In the view of most observers, the city’s prospects in court do not look good. Sworn depositions and testimony in the case so far paint a devastating picture of a City Hall in which poorly qualified whites are consistently favored over better performing blacks, a policy that emanates from the City Manager and is carried out by his deputies in nearly every department. Speaking in January, 2000, in words that evidently remain true today, three-time Mayor Kenneth Reeves commented that, “Bob has a suite of offices that is closed off from the rest of the building, and he and [Assistant City Manager] Richard Rossi … and one or two other favored people are the bunker. All of the other department heads are outside, and then all the other employees are outside [of that]. There is a groupthink in that city, and there’s no person of color in it.” Noting that the manager is responsible because he is “the only person who hires anybody,” Reeves added that Healy “refuses to use search firms. There are some very good search firms that are very good at producing a diverse pool of candidates. He consistently has refused to use them.“
Reeves’ observations are echoed, although not quite so colorfully, by another former Mayor, Alice Wolf, who lamented the city’s failure to hire minority members and treat them properly. And William Gomes, the city’s former Affirmative Action Officer, testified that “the Manager, and his assistants, would sometimes get hostile to me for having raised such concerns, with the City Manager often raising his voice or pointing his finger at me for bringing such issues up and questioning their hiring. In my years of experience the city, as an employer, has resisted treating people of color equally.”

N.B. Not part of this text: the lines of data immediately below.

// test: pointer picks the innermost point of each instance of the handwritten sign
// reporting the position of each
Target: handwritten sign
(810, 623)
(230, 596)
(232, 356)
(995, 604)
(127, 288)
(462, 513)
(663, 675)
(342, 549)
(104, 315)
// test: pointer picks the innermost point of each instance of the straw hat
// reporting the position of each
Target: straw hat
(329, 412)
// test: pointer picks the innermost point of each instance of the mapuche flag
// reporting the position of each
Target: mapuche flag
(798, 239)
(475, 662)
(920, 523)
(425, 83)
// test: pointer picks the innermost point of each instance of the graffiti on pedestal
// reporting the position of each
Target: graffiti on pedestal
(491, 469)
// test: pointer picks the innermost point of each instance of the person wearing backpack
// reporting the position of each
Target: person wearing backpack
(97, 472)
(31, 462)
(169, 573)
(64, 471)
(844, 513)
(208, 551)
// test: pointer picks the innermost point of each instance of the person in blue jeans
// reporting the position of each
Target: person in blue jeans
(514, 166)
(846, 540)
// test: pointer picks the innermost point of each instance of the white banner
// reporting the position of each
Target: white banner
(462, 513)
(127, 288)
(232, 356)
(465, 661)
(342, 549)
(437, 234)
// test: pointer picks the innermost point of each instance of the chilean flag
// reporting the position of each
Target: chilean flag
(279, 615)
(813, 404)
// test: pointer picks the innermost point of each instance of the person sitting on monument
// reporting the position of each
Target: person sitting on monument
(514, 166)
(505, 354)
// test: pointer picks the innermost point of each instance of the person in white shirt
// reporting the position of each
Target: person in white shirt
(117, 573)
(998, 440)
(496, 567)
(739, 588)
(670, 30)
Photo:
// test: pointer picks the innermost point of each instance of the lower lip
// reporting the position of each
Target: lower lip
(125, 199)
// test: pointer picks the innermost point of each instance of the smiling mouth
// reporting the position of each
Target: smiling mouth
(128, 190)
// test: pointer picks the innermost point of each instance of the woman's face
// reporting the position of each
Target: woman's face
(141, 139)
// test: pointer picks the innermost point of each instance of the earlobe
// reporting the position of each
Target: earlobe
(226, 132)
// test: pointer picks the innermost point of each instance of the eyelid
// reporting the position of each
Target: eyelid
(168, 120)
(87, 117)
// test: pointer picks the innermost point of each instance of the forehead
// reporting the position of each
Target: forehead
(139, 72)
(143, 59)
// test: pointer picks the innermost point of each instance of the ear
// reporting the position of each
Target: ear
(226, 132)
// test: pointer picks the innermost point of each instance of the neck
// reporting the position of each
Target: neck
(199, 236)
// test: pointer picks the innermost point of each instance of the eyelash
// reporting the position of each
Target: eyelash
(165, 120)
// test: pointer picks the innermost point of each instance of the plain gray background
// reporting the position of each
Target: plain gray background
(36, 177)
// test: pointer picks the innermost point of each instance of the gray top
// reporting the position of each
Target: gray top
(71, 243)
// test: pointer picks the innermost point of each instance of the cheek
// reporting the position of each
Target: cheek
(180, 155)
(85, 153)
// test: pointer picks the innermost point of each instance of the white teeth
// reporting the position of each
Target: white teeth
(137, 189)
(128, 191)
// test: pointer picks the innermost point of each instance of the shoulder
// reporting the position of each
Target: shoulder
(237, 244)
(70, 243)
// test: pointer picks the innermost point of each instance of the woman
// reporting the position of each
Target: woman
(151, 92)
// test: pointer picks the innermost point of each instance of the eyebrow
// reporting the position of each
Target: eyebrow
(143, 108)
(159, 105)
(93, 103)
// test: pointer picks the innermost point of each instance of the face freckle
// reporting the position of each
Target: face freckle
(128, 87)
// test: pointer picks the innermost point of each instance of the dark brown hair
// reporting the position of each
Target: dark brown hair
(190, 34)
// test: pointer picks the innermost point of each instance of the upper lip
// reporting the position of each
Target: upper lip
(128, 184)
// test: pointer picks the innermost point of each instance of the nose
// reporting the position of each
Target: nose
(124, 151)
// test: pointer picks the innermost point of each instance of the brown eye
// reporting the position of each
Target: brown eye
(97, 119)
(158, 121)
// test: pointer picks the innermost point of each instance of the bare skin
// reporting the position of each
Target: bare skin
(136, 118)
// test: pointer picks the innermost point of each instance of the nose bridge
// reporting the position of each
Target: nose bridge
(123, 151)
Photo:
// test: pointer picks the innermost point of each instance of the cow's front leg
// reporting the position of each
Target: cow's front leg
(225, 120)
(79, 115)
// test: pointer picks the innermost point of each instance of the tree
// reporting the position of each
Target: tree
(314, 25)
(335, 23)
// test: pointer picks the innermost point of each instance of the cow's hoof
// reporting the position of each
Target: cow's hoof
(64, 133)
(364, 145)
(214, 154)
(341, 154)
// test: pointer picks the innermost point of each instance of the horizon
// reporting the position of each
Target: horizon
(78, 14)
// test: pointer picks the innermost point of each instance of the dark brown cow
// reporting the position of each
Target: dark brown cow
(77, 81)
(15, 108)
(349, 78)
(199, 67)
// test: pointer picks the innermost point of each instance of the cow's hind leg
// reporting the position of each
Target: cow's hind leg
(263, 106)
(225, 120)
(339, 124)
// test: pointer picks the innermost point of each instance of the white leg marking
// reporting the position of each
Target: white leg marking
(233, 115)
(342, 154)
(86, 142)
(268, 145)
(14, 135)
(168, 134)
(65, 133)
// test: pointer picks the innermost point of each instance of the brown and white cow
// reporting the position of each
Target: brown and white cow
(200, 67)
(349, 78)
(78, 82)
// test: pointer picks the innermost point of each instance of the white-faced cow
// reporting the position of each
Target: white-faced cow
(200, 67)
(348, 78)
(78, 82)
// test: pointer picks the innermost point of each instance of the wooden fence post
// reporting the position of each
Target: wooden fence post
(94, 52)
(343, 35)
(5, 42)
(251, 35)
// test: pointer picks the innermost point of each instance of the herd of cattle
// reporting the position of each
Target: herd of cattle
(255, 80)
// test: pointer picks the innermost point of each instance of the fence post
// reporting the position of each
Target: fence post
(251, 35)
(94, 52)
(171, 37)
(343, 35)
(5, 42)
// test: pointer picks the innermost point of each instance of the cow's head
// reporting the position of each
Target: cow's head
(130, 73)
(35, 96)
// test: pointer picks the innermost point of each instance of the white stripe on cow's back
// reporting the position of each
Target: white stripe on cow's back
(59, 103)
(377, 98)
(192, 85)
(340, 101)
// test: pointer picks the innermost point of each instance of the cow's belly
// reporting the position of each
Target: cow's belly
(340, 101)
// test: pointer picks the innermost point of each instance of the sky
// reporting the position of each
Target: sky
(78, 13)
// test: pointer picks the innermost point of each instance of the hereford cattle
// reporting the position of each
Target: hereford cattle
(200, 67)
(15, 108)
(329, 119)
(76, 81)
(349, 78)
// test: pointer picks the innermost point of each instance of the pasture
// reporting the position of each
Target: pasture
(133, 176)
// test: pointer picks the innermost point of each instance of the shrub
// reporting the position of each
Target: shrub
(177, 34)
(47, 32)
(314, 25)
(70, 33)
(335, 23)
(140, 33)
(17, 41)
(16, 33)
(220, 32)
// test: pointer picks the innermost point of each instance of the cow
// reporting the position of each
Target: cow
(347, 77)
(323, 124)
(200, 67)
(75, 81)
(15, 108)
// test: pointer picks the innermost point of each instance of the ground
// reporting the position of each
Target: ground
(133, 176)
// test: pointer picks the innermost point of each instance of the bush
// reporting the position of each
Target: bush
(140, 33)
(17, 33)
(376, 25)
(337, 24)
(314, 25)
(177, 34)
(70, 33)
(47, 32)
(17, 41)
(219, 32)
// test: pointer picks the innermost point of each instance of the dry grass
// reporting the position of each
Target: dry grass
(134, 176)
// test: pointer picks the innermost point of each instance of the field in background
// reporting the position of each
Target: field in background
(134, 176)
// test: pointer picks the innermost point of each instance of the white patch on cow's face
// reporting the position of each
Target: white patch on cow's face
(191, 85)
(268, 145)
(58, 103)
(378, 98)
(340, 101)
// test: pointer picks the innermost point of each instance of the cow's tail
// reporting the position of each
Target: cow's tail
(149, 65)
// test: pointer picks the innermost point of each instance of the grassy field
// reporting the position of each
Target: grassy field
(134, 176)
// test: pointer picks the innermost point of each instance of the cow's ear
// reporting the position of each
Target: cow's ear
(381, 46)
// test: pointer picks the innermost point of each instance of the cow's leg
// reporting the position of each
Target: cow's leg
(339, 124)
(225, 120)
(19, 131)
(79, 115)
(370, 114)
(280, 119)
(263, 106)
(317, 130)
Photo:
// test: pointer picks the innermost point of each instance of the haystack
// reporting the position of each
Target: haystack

These comments, and scores of others, bring us back to the unhappy experience of Henry Louis Gates on his arrival home from China. Malvina Monteiro was hired by Healy in 1990 as Executive Director of the Cambridge Police Review and Advisory Board because, at the time, he was under extraordinary political pressure to hire minorities. His reluctance to hire a black woman in a supervisory role can only have been the greater because the Cambridge police are known to hold a special place in his heart. Sure enough, during her thirteen years at the department and as the pressure on Healy eased, Monteiro found her assignments cut back and her status diminished. For historical reasons, and because of Healy’s affection, the police department is therefore the “whitest” of any in Cambridge, with the “bunker mentality” ascendant.
That was the mentality that confronted Gates and his helper last week. What the arresting officers saw was two black men trying to break into somebody’s house in the full, improbable, light of day. Another decade, another city, and possibly they would have seen a small, graying man in spectacles who looked frightened.